This is an ancient primitive hound from Southern Africa, thought by some fanciers to have remained virtually unchanged for at least 7000 years. Still very rare outside its native land, the Africanis has traditionally been used as a capable livestock herder, excellent property watchdog and ideal hunter, thanks to its keen sense of smell and good sight. This is a very fast runner, prized for its agility and stamina. The Africanis is an athletic and healthy breed, posessing great intelligence and drive. Being a result of natural selection and having been developed with very little human interference, the Africanis population doesn't necessarily fit the European definition of a pure breed, but the Umbwa Wa Ki-Shenzi is a remarkably uniformed dog, with only slight variations within the breed. This is generally a lean and light hound, although some heavier specimens can be found that have a somewhat mastiffy appearance, but they're neither as common nor as valued as in the past. Regardless of type, the Africanis is a very popular and well-loved breed in South Africa. The Africanis Society of South Africa was established in 1998 to preserve and promote, as well as to register and provide breeding rules and health tests for the Africanis.

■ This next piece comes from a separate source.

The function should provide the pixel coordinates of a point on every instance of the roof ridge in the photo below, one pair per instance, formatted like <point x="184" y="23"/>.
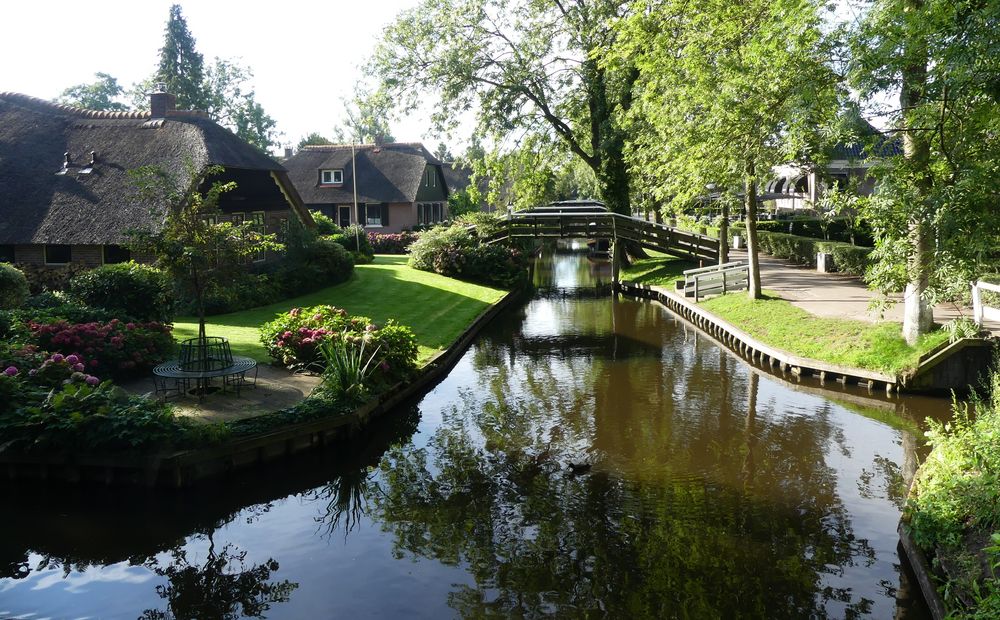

Intuitive, confident and playful with its owner, the Africanis makes a good companion pet, thanks to its natural desire to please and its loving personality. However, this is also an energetic and driven working dog, needing plenty of excercise and mental stimulation to keep it happy. This is a strong-legged and well-boned breed, with a deep chest, powerful neck and elegant head. A few types exist within the breed, from drop-eared dogs to those with fully or semi-erect ears, as well as some bearded and ridgebacked examples.
The coat is very short and dense, allowed in all colourings, both solid and bicoloured. Average height is around 22 inches, but some dogs are taller.